Les oeuvres de l'artiste ont été exposées notamment au Museum of Modern Art de New York, au Museum of Contemporary de Los Angeles, au MAK à Vienne, au Parrish Art Museum à Southampton, New York et dans de nombreuses autres institutions du monde entier.
Barbara Bloom est née en 1951 à Los Angeles. Elle vit et travaille à New York.

The Bedroom - Barbara Bloom - 1997
Installation, tapis de laine, deux tirages encadrés
Dans les années 1980, en parcourant un marché aux puces parisien, Barbara Bloom tombe sur une aquarelle anonyme (datant d'environ 1960), une étude vraisemblablement réalisée par un décorateur d'intérieur pour l'aménagement d'une chambre à coucher. L'artiste voit dans ce décor quelque chose qu'elle estime de typiquement parisien.
L'aquarelle est encadrée avec un passe-partout en carton. En soulevant celui-ci, Bloom découvre tous les essais de couleur et de touche dans les marges du dessin. Ces détails qui ne sont pas sensés être visibles, retiennent son attention.

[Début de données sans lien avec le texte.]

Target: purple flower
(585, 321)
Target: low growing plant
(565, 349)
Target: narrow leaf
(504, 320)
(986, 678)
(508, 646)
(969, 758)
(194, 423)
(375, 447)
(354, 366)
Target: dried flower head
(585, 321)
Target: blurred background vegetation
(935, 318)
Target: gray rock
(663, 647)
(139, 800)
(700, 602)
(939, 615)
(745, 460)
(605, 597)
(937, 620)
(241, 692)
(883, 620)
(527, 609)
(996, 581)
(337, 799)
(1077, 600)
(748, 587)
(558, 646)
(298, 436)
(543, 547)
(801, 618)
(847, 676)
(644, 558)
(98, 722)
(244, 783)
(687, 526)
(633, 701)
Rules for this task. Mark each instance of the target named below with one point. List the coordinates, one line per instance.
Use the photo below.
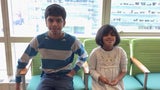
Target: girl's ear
(64, 23)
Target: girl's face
(108, 41)
(55, 24)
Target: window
(3, 68)
(1, 24)
(136, 16)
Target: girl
(108, 62)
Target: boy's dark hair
(103, 31)
(55, 10)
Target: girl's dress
(108, 64)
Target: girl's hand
(71, 73)
(103, 80)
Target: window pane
(1, 24)
(17, 51)
(83, 16)
(3, 70)
(136, 15)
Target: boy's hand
(103, 80)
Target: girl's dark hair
(103, 31)
(55, 10)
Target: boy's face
(55, 24)
(109, 39)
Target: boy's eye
(55, 20)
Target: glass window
(3, 69)
(136, 16)
(17, 51)
(27, 16)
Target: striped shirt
(56, 54)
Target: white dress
(108, 64)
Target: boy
(57, 50)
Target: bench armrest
(23, 72)
(143, 68)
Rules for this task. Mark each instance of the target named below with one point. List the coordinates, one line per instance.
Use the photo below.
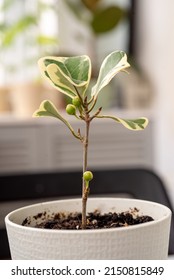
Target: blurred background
(30, 29)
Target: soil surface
(95, 220)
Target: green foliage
(71, 76)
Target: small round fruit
(70, 109)
(88, 176)
(76, 101)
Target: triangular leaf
(112, 64)
(67, 74)
(47, 109)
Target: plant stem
(85, 188)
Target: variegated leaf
(47, 109)
(132, 124)
(67, 74)
(112, 64)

L'installation « The Bedroom » prend cette étude comme point de départ. Barbara Bloom transpose en quelques sortes cette chambre fictive — on ne saura jamais si le décor fut réalisé — en installation tridimensionnelle. L'oeuvre présente plusieurs éléments liés à la perception de cette image : une reproduction de cette étude, la reproduction d'une autre aquarelle qui figure dans le décor, et un tapis reprenant le sol de la chambre dépeinte (détail du tapis sous le lit, ombre de la chaise) et l'étendant aux touches de peinture présentes sur les bords de l'étude. Les deux reproductions sont accrochées au mur, peint en jaune clair pour reprendre la couleur des murs dans l'étude. Au sol, le tapis finalise l'aspect domestique de l'installation tout en devenant lui-même un tableau expressionniste quasi-abstrait.
L'installation joue une réflexion picturale en mêlant les différents plans : avec l'effet de perspective reporté sur le tapis, les essais d'aquarelle prennent autant d'importance que les éléments « réels » et deviennent comme un motif décoratif.